MapReduce is a framework developed by Google to handle large amounts of data in a timely and efficient manner. One of the most famous software frameworks that uses MapReduce is Apache Hadoop MapReduce.
MapReduce takes advantage of numerous servers where data can be distributed and managed. Like every good framework, MapReduce provides abstractions to underlying processes happening during the execution of user commands. A few of these processes include fault tolerance, partitioning data, and aggregating data. The abstractions let the user focus on the high-level logic of the program while trusting that the framework will smoothly continue the processes under-the-hood.

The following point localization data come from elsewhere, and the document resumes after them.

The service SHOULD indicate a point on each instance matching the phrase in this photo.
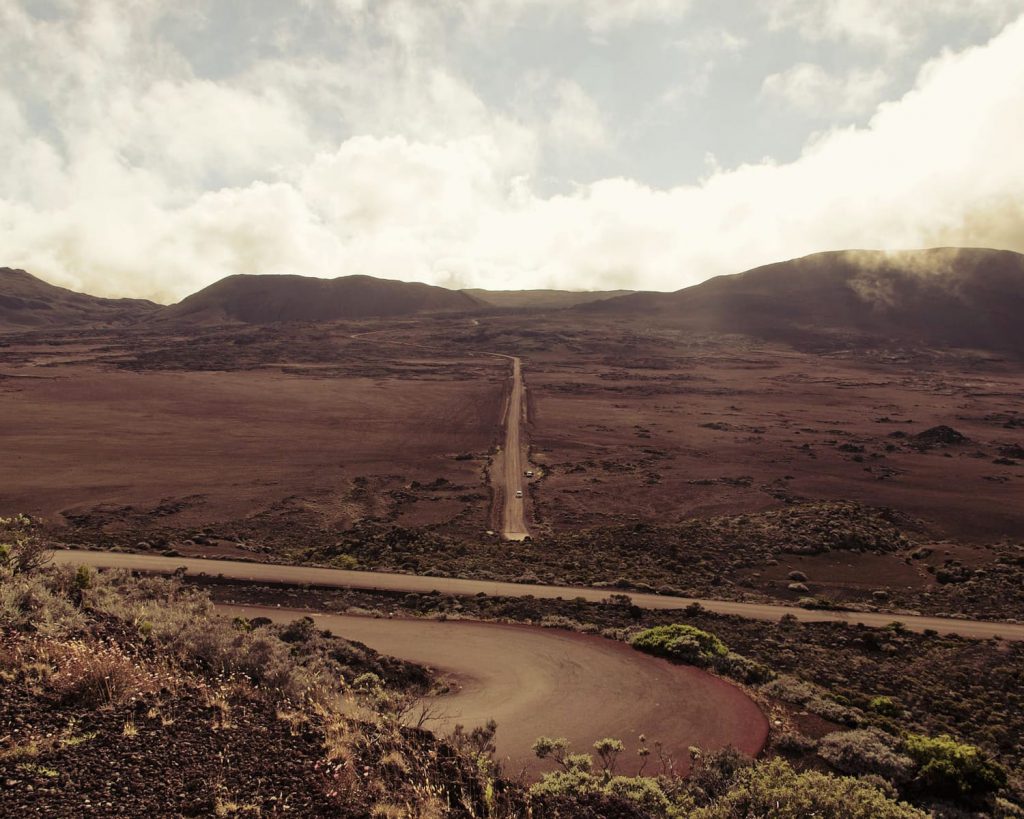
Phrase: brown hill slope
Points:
(957, 297)
(541, 299)
(265, 299)
(28, 302)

The workflow that MapReduce follows is:
There are several Map Workers and Reduce Workers, but there is only one Master Node. The Master Node tells the Map and Reduce Workers what to do.
The data is usually in the form of a big chunk. It is necessary to, first, partition the data into smaller, more manageable pieces that can be efficiently handled by the map workers.

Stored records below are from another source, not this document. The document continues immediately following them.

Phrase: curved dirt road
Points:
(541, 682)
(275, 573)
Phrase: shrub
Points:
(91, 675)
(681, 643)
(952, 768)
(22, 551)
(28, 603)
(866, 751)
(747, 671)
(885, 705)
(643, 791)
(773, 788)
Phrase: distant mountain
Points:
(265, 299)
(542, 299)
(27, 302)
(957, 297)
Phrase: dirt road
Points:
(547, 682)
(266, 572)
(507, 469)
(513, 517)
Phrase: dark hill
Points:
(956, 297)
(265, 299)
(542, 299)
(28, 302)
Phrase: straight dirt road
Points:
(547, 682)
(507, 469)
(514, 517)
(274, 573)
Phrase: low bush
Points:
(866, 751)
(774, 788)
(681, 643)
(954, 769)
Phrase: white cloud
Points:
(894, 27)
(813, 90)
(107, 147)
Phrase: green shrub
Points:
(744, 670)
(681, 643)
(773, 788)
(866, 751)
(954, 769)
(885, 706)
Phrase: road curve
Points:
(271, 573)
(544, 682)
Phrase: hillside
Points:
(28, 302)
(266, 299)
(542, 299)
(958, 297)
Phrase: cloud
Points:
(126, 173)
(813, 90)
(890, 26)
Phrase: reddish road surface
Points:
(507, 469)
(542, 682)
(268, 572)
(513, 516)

Map Workers receive the data in the form of a <key, value>
(key is filename and value is content) pair. This data is processed by the Map Workers, according to the user-defined Map Function, to generate intermediate <key, value>
pairs.
The data is partitioned into R partitions (R is the number of Reduce Workers). These files are buffered in the memory until the Master Node forwards them to the Reduce Workers.
As soon as the Reduce Workers get the data stored in the buffer, they sort it accordingly and group data with the same keys.
The Master Node is notified when the Reduce Workers are done with their tasks. In the end, the sorted data is aggregated together and R output files are generated for the user.